I spent a few hours this week speaking with local Egyptians about the massive uprising in their ancestral lands. Many were hopeful that a new government would replace Hosni Mubarak. Egypt has been aided by the United States for decades, but those funds haven’t trickled down to the masses, angering the poor, the underpaid college graduates, the middle class, and the religious minorities. Still, those I spoke with were Copts, who were cautious about the demonstrations. In the last decade, Coptic Christians have been targeted by religious extremists, their churches bombed and their people kidnapped and killed. Their fear is that an Islamic extremist will take over for Mubarak. Whatever the result, this upheaval has made many Egyptians proud of their countrymen for raising their voice and supporting democracy.

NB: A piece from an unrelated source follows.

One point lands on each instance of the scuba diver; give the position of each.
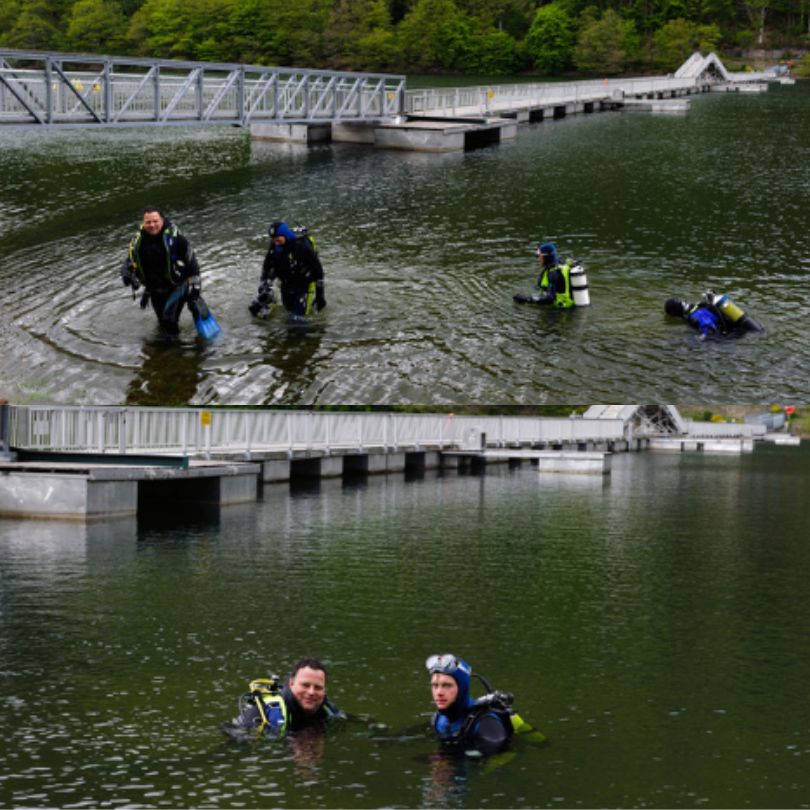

From my story (Daily News, Jan. 2011):
NORTHRIDGE – On the first Sunday after the uprisings, Father Bishoy Aziz clasped his hands inside a Northridge church and recited ancient prayers for a modern Egypt.
He asked for peace to come to his homeland, where for days, hundreds of thousands of demonstrators have crammed into Tahrir Square, raised their voices and fists, and demanded the resignation of longtime President Hosni Mubarak.
He prayed for the safety of both Christians and Muslims, who have lived side by side for centuries, and urged them to protect each other during the turmoil. And he, like many members of the church, hoped a new Egyptian government would embrace human rights for all.
“We love our country very much,” said Aziz, a reverend of St. Mary and St. Athanasius Coptic Orthodox Church. “I am a U.S. citizen, but Egypt lives in all our hearts.”
For Aziz and his congregation, the youth-driven demonstrations that began last Tuesday have exposed deep-seeded anger and frustration toward an American-backed government that many say has done little to help the vast majority of Egyptians.